Eleven years ago I dug up a less than knee-high tuliptree (Liriodendron tulipifera) sapling from my friend’s yard in southern Connecticut and planted it in my parents’ front yard in Pelham, Massachusetts. I live near this tree’s northern range limit, and I was unfamiliar with it before that summer, which I spent doing plant surveys all over Connecticut. Eight years later I was learning about leaf mines for Tracks & Sign of Insects, and when I discovered there was a species of moth, Phyllocnistis liriodendronella, that mines in the leaves of this tree, I checked the leaves of my tree and found the mines right away. I was impressed that the tiny moths had found this tree: as far as I know, the closest tuliptree is a street tree in downtown Amherst, over three miles away, and the closest place I have seen it growing in the woods is in Florence, about fourteen miles away. My tree is now about twenty feet tall, and I have seen the mines on its leaves every year since then. On June 17 of this year I decided to collect two mined leaves. The mines are long and linear as in all Phyllocnistis mines, but are unusual in that they are sometimes on the underside as well as on the upper leaf surface. Some of this year’s mines were formed so early in the leaves’ development that the leaf edges are crinkled and distorted with some dead tissue.
On June 30, the same day that the sycamore moth emerged, I found a tiny parasitoid wasp in the bag with the tuliptree leaves.

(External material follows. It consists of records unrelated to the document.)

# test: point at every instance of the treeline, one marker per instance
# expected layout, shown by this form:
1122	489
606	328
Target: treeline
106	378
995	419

I put the bag in the fridge overnight, and when I took it out in the morning to photograph the wasp I discovered that there were in fact three of them, as well as one moth.
It appears that there are no previous records of parasitoids from Phyllocnistis liriodendronella–I checked the Universal Chalcidoidea Database (Chalcidoidea being the superfamily that includes the eulophid wasps shown above), and there is no mention of any parasitoids on the P. liriodendronella page of the Global Taxonomic Database of Gracillariidae (Gracillariidae being the family that includes Phyllocnistis). It also appears that this is the first online image of an adult P. liriodendronella. According to the Phyllocnistis page at microleps.org, other than P. insignis (which I wrote about here), the moths in this genus all look about like this:
The “white” Phyllocnistis species (i.e., those other than P. insignis) are so similar in appearance (and even in genital morphology) that rearing is the only means by which to collect definitively-identifiable representatives.”
I see significant differences between the moth pictured above and the P. vitifoliella pictured at microleps.org, but I don’t know how consistent these might be. This statement makes me wonder how I would tell whether the mines in my mother’s nearby magnolia bush are made by this species or P. magnoliella, since based on the Global Taxonomic Database of Gracillariidae both of these species can mine in magnolia–although all but one of the references for this were written before P. magnoliella was described, so I suppose these are suspect. Anyway, speaking of P. vitifoliella, a few weeks ago I collected some grape leaves containing mines of this species, and today I got photos of two eulophids that emerged. P. vitifoliella, like P. liriodendronella, appears to have no previously documented parasitoids.
Added 12/11/2012: Eulophid specialist Christer Hansson tells me the P. liriodendronella parasitoids shown here are a male and female Pnigalio, and the P. vitifoliella parasitoid is a Closterocerus.